An opportunity arose for Bach when in 1729 the Collegium Musicum of Leipzig found itself in need of a new director. This organization, which was one of the earliest ensembles to produce and perform public concerts in the modern sense, had been founded in 1701 by Bach’s friend (and godfather to his second son) Georg Philipp Telemann.

Led by Bach the Collegium Musicum performed a weekly two-hour concert at the largest and most prestigious coffee-house in Leipzig, owned and operated by Gottfried Zimmermann

Bach held the directorship of this Collegium through 1737, and again from 1739 through 1741.
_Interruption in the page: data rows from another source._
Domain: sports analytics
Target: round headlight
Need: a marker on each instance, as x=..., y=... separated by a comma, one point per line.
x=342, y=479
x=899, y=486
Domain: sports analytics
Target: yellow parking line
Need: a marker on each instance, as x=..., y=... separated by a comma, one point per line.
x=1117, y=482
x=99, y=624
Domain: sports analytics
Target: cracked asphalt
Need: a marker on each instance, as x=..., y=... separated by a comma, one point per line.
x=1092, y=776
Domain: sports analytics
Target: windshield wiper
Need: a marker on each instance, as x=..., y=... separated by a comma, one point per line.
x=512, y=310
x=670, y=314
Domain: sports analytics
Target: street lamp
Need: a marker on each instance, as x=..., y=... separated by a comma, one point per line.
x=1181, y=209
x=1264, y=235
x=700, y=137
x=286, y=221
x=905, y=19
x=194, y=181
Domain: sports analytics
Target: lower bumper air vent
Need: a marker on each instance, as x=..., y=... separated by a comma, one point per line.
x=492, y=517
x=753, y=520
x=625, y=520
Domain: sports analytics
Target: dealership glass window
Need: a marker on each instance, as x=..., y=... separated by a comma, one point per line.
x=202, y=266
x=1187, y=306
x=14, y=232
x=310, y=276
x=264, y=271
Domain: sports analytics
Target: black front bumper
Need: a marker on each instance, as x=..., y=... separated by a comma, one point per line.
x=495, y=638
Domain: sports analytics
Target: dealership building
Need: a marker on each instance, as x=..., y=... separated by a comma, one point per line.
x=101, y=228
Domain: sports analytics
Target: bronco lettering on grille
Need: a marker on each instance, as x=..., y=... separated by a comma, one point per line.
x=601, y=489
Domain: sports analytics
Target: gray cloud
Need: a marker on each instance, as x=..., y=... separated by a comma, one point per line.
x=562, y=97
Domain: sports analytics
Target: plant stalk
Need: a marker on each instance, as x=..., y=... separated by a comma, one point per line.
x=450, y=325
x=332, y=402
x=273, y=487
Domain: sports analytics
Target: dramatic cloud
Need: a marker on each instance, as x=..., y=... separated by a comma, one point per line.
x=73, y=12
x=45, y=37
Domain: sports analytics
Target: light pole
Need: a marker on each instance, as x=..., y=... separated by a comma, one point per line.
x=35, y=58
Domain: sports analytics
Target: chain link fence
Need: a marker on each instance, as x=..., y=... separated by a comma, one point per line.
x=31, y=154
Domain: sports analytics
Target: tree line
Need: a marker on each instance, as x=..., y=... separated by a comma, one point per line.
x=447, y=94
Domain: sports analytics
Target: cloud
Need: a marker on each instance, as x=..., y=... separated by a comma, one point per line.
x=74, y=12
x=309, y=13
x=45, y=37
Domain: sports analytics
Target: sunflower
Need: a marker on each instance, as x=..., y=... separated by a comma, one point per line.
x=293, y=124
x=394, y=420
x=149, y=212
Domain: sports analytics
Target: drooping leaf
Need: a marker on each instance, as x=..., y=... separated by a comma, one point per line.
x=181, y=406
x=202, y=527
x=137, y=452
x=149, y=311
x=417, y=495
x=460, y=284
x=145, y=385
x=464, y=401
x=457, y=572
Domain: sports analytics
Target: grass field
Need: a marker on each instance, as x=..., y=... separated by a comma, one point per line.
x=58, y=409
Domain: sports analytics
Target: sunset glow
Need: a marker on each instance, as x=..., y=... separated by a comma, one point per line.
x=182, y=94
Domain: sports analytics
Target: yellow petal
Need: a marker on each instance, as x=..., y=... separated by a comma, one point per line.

For these concerts he had to compose or obtain, and rehearse and perform, a vast quantity of music. His 10-year tenure as director of the Collegium meant producing an estimated 500 concerts. A major orchestral genre of the time was the overture with appended suite of dances (Telemann is reckoned to have composed many hundreds). There are four which survive from Bach’s hand. Three of them, the one in C major, and both of those in D major, were probably composed in the 1710’s and revived for the Collegium concerts. The overture in B minor for flute and strings is more likely to have been composed anew for the Collegium and the only surviving parts date from the late 1730’s. As in other examples of this genre, the opening movement is the largest in scale, alternating between a slower section of majestic character and a quicker, fugal section. It is then followed by a series of dance-movements: a Gavotte (even though it is labeled “Rondeau”), a Sarabande, a pair of Bourrées, a Polonaise with a variation, and a Menuet. To round it off a movement that superficially resembles a fast Gavotte, but which Bach calls “Badinerie.”